でも今の私たちが「無限の可能性」を相手にできているかといえばノーだ。
敷地や予算や要望や、という制約の中でも、無限、とはいえないまでももっと可能性があるはずなのに、現実の世界や雑誌やメディアで「見慣れた」ものに近づけておけば良いと、その範囲で無批判に作ってしまうのは、逆にいうと「見慣れない」「突飛な」ものを生み出すのはとても大変だし、その上で正当に評価されないとしたら悲惨なので、安心側に寄ってしまうのは、人間の人生も同じことだ。
そんな下世話なレベルでなく、「名建築」と呼ばれるものたちにしても、その時代の美意識や枠組み、それから逃れようとする建築家の恣意的な価値観に「囚われ」てしまっているものであり、その「安易さ」が許せないのが磯崎さんだったと言えるように思う。

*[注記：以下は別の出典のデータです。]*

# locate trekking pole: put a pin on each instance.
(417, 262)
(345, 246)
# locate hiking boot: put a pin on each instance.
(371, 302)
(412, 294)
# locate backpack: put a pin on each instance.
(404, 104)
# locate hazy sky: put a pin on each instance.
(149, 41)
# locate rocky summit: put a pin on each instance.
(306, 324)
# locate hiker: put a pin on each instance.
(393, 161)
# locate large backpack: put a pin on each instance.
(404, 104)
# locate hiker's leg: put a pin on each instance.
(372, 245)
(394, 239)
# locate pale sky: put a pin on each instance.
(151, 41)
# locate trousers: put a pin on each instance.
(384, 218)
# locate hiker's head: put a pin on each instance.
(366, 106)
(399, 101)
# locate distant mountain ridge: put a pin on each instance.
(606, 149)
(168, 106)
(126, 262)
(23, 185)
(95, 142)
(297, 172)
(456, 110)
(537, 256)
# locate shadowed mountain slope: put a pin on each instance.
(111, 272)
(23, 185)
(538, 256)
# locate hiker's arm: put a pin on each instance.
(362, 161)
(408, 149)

その辺の人間を観察して見える範囲で「人間とは」と帰納的に論じるのは安易であり、逆に演繹的に本質としての「人間とは」を問うのは必然的に哲学的になり、それと同じことを建築で考え続けたということかな。
「恣意性」を消した結果「作家が消える」ことで「馬鹿馬鹿しいまでに単純化され」「動かし難い存在感を持つ」。磯崎さんが初期の作品で立方体フレームにこだわったのはそういう理由であると。
和風建築の世界で言えば、趣味や様式、美意識の世界にしかすぎないと、吉田五十八、村野藤吾、吉村順三なども下しつつ、堀口捨己のみ、「自らの方法としてそのデザインを問題構制に組み立て得た」と評価する。
でもというか、だからこそ、磯崎さんも堀口さんもだけど、できた建築がそっけなく、味気なく感じるのは当然とも言えるし、村野藤吾が渡辺節に「売れる設計をしてくれ」と言われたように、建築には「味気」も必要だとも言える。でも最初から味気を追ったら名作は生まれず、「愚作論」に書かれたように駄作ではなく愚作となってしまうかもしれないものの先に名作が生まれ得る、つまり、空振り覚悟でフルスイングすること、なのかな。足元を見て安心して歩むのではなく、遠い先を常に意識しながら転ぼうが進んでゆく、みたいな。でも村野さんはその「味気」にフルスイングしていたように見えるから好きなんだよな〜。
でも世の中ますますチープな味気に満ちてきてるように思うから、磯崎さんが残したものを、難しいけど時々噛み締めてみなければ、と思うし、小さくとも、自分なりの「問題構制」というものを組み立ててゆきたいとは思っている。